Clinton, in a meeting with President Zardari, Prime Minister Yousuf Raza Gilani, army chief Gen. Ashfaq Kayani and other leaders, emphasized that the US has seen no evidence that anyone in the upper echelons of Pakistani leadership knew of Bin Laden’s presence in Abbottabad.
Officials on both sides described Friday’s meeting as blunt, and acknowledged that serious disagreements remained. But they said the two sides also agreed that the relationship is mutually beneficial.
A senior US official in Washington said that Pakistani officials rebuffed a US request not to close the liaison offices in Peshawar and Quetta that have been used to share intelligence on militants with Pakistani ground forces.

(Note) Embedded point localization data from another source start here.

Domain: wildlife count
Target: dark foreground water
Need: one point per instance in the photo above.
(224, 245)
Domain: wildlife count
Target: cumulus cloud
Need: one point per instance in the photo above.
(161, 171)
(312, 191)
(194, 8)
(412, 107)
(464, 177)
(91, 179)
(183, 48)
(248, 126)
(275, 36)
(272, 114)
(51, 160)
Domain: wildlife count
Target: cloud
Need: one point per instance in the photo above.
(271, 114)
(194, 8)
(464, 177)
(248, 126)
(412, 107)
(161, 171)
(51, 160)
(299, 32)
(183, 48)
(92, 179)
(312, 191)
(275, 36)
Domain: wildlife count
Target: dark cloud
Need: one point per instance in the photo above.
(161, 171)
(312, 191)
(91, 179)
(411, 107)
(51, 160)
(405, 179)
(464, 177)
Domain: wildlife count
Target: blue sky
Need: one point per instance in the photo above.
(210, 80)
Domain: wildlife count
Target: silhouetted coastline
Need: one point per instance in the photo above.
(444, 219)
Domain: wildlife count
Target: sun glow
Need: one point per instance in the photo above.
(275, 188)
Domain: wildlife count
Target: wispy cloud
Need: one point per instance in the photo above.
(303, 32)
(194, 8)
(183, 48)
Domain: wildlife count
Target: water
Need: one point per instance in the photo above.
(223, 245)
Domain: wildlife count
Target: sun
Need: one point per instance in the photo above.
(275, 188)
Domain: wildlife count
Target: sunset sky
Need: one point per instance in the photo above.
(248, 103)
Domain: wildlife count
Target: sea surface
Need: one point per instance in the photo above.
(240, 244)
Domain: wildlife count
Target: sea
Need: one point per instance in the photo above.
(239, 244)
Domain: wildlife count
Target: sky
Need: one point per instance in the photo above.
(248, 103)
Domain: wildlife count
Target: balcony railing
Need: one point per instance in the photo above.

Pakistan recently ordered US special operations personnel at the so-called “intelligence fusion cells” to leave the country, a setback for US efforts to form closer ties with Pakistani units fighting militants along with the border with Afghanistan. US officials remain hopeful that they can persuade Islamabad to allow the US personnel to reestablish the intelligence-sharing centers, the official said.
Pakistani officials said Zardari also said his government intended to review all aspects of operations by unmanned US drone aircraft. The campaign of drone airstrikes is deeply unpopular among Pakistanis.